Cela turned back to the scene behind her. The blond boy lay there, not moving, as Jianyu climbed to his feet and went to Evelyn. He took her hand and tried to pull the ring from it, but even with her injured arm, she lashed out at him. He drew back, out of her reach.

“We have to go,” Cela told him.

Jianyu glanced at her, his expression still slightly dazed and his forehead damp with the exertion of what he’d been through. “We can’t leave without the ring.”

“Then you’d better get it fast,” Abel said. “Somebody will have heard the shot.” He had Cela by the hand, but if her feet had moved on their own a moment before, it seemed like she couldn’t move them at all now.

Evelyn was struggling up from the floor, her eyes glowing again with that strange, unholy light. “Come and get it,” she purred, taunting Jianyu. “If you can . . .”

But Jianyu’s face had gone slack, and his body was suddenly deathly still.

“Jianyu?” Cela asked, ignoring how her brother was trying to pull her from the room.

Jianyu was on his feet and his eyes were open, but he didn’t seem to hear her.

Even as blood pooled beneath her, Evelyn was laughing, a deeply maniacal cackling that twisted into the pit of Cela’s stomach. She took a step back.

“That’s right,” Evelyn said to Cela. “Run away. Run far, far away, little Cela.” She laughed again, her face pale and her voice ragged. “The boys are mine.”

“We can’t leave them here.” She ripped herself away from Abel and went to Jianyu, whose gaze was on some unseen thing in the distance.
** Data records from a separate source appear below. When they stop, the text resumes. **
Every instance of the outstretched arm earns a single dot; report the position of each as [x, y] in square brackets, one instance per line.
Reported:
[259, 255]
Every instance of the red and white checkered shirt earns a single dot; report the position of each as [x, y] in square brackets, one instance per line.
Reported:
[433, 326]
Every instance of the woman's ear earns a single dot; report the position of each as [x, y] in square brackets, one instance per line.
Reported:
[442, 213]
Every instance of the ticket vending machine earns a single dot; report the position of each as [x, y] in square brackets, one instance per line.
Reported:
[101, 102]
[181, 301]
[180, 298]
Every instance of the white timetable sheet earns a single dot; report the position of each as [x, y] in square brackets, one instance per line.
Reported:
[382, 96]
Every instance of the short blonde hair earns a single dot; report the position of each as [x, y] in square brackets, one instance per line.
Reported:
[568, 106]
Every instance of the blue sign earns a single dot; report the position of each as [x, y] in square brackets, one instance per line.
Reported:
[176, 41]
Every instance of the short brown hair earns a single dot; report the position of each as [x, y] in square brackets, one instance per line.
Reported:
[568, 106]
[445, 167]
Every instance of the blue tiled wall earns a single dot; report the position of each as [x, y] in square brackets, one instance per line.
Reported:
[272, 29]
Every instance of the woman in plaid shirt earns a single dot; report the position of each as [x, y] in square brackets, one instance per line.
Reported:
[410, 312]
He wasn’t listening to her, but she could tug him along. “Get the other one.”

With a ragged grumble, Abe released Cela’s hand long enough to scoop up the blond boy from the floor. “Now can we go?” he asked. “Or is there anyone else you want me to collect and carry for you?”

Evelyn was on the floor, trying to pull herself up as she grabbed her bleeding arm, and everything was chaos, but Cela felt a laugh bubbling up. With all the mess they were in, Abe was alive. As long as she had him, the rest didn’t matter.
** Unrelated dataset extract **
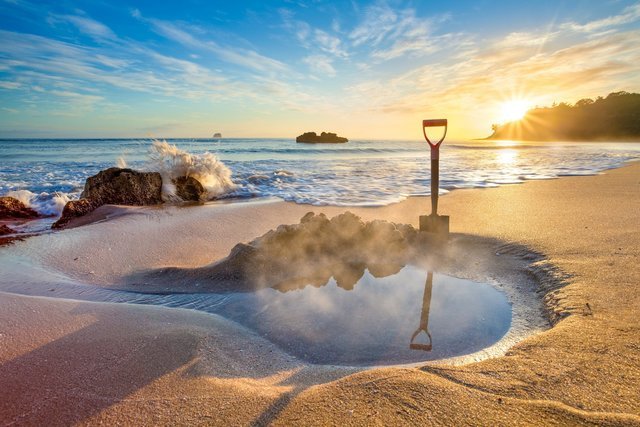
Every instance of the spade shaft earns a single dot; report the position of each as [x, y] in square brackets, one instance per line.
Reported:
[434, 222]
[435, 183]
By the time they were in the stairwell, Jianyu had come back to himself and was walking under his own power. “The ring,” he said, when they reached the bottom of the steps. He started to turn back.

“No.” Cela tugged at him.

“We can’t let her have it,” he argued, trying to break loose from her grip, but she could feel how gently he treated her.

“You go back there now, you’re going to be arrested for trying to kill a white woman,” Abe told him.

From the expression on Jianyu’s face, he wanted to argue.

“Can you get back in without her knowing?” Cela asked.

Jianyu met her gaze, and she saw the calculations play out in his mind. Finally he shook his head. “Even if she can’t see me, she could sense me.”

“Then you can’t go back,” she told him. “Not now.”

“But the ring—”

“It won’t do anyone any good if you’re dead,” Cela said. “We’ll come back for it. I promise.”

“Don’t make promises you can’t keep,” Abe snapped. “We can’t be here when the police arrive.”

The blond didn’t stir, so Abe didn’t put him down. They ran into the night, leaving Evelyn howling behind them.